Monday January 28, 2019 3:40pm - 4:00pm EST

4:00pm EST

(CANCELLED) (SYMPOSIA-05) Is Mortality Data Proprietary? Accessing Bird and Bat Collision Data from Wind Projects
AUTHORS: Megan Seymour, U.S. Fish & Wildlife Service

ABSTRACT: Bird and bat collisions at wind turbines are well documented and of concern to wildlife management agencies and the public. Data is typically collected by consultants funded by the wind project owner, and is often deemed to be proprietary even though it is collected under state or federal collection permits. This presentation will discuss the how some mortality data can be accessed, what state and federal agencies can share, and what the concerns are with making data public. When collision data is not shared, our ability to conserve birds and bats proactively is limited, however given available information we can infer certain mortality patterns and risk factors. These, along with management implications will be discussed.
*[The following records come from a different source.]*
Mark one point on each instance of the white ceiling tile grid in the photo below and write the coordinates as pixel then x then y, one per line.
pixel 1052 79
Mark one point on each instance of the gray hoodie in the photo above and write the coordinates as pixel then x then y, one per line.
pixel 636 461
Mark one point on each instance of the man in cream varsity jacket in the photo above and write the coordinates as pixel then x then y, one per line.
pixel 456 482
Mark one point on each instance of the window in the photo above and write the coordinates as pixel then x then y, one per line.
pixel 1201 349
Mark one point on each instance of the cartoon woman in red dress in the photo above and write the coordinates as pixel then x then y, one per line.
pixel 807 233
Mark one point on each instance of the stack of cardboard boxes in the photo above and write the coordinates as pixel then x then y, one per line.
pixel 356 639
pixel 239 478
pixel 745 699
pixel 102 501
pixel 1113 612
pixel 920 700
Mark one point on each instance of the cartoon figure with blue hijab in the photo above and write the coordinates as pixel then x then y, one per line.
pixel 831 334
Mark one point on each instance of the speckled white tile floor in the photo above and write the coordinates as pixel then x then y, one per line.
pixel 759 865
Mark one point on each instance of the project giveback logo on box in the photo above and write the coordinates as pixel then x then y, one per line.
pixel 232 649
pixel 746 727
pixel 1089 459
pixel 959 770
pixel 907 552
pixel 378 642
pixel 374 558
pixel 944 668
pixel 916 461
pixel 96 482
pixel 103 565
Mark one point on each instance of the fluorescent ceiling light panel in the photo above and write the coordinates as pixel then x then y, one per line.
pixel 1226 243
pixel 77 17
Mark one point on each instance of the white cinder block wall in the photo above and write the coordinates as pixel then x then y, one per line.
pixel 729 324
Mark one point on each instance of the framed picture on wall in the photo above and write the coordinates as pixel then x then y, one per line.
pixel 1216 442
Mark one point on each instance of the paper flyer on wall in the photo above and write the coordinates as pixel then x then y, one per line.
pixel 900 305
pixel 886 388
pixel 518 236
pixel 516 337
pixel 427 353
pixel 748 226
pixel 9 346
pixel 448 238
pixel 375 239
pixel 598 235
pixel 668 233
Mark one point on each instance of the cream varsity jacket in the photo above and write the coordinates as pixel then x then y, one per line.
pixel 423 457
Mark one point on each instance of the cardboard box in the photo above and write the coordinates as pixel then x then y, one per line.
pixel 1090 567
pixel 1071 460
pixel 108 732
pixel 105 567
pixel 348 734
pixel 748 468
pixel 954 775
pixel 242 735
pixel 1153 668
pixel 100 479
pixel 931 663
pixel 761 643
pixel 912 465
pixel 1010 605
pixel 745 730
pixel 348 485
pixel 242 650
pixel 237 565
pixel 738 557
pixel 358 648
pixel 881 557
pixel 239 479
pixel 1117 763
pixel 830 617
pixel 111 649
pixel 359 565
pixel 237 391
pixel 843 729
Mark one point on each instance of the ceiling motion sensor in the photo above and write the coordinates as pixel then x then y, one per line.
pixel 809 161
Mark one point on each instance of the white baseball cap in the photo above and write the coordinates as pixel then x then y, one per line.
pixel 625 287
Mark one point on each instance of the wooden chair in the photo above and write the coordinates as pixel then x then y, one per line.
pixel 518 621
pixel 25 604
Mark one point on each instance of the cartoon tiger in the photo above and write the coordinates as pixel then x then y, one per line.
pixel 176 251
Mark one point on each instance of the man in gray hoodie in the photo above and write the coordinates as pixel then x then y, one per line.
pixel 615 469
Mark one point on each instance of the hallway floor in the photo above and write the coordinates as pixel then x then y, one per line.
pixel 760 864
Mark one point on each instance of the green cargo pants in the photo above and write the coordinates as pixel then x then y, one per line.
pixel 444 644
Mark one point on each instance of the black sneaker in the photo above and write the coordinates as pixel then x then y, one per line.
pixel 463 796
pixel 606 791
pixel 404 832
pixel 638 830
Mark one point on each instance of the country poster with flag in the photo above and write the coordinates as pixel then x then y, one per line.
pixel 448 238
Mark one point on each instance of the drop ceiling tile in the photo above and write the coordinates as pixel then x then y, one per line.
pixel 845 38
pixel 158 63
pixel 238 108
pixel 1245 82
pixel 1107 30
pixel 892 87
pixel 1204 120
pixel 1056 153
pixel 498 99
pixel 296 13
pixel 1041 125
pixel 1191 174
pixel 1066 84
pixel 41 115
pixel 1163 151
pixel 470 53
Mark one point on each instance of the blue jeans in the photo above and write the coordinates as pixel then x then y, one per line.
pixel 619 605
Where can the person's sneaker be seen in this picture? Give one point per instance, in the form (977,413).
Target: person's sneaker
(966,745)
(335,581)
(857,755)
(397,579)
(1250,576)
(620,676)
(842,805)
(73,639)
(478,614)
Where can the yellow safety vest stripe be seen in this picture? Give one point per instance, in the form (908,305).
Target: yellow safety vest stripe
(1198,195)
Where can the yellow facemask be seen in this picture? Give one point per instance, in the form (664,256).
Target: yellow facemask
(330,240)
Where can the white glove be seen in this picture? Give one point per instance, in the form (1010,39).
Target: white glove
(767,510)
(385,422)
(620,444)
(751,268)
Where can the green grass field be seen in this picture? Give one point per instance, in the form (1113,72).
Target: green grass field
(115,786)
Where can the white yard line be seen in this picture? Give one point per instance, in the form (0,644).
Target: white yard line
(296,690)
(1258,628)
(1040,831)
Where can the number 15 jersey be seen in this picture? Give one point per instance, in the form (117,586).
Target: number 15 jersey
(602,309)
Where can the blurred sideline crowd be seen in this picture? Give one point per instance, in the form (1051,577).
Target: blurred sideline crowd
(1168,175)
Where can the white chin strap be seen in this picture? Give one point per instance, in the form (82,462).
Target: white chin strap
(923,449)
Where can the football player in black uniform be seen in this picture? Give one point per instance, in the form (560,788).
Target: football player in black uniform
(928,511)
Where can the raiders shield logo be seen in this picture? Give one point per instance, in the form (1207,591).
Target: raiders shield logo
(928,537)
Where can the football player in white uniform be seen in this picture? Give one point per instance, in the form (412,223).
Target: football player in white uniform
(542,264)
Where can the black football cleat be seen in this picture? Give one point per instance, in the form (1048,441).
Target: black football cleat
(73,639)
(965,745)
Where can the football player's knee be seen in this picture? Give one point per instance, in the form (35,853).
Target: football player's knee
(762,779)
Monday January 28, 2019 4:00pm - 4:20pm EST

4:20pm EST

(SYMPOSIA-05) Regulation of Single Turbines and Small-Scale Wind Facilities in Ohio
AUTHORS: Donald Bauman, Ken Mauer, Kimberly Kaufman – Black Swamp Bird Observatory

ABSTRACT: Current Ohio law is gravely deficient in providing any review of the biological resource impacts caused by the construction of single commercial-size wind turbines or small-scale multi-turbine wind farms.  This oversight is especially problematic when such turbines are constructed in environmentally sensitive areas, such as the southern shore of Lake Erie and the major migratory flyways associated with the Lake.  As pressure for renewable energy increases it is likely that exploitation of this large regulatory deficiency will increasingly be utilized to the detriment of Ohio’s public trust biological resources.  As such projects are often not publicized in advance of construction and it is very difficult to raise concerns about them in a meaningful way, a systematic means of controlling such wind turbine projects appeared to be necessary.  Accordingly, the Black Swamp Bird Observatory and its Conservation Committee have developed proposed legislation which would provide a mandatory, scientifically-based review process to be implemented in defined geographic areas for construction of commercial-size wind turbines falling below the current 5MW Ohio Power Siting Board review threshold.  Favorable reaction to the proposal has been received from interested legislators and key Ohio government agencies.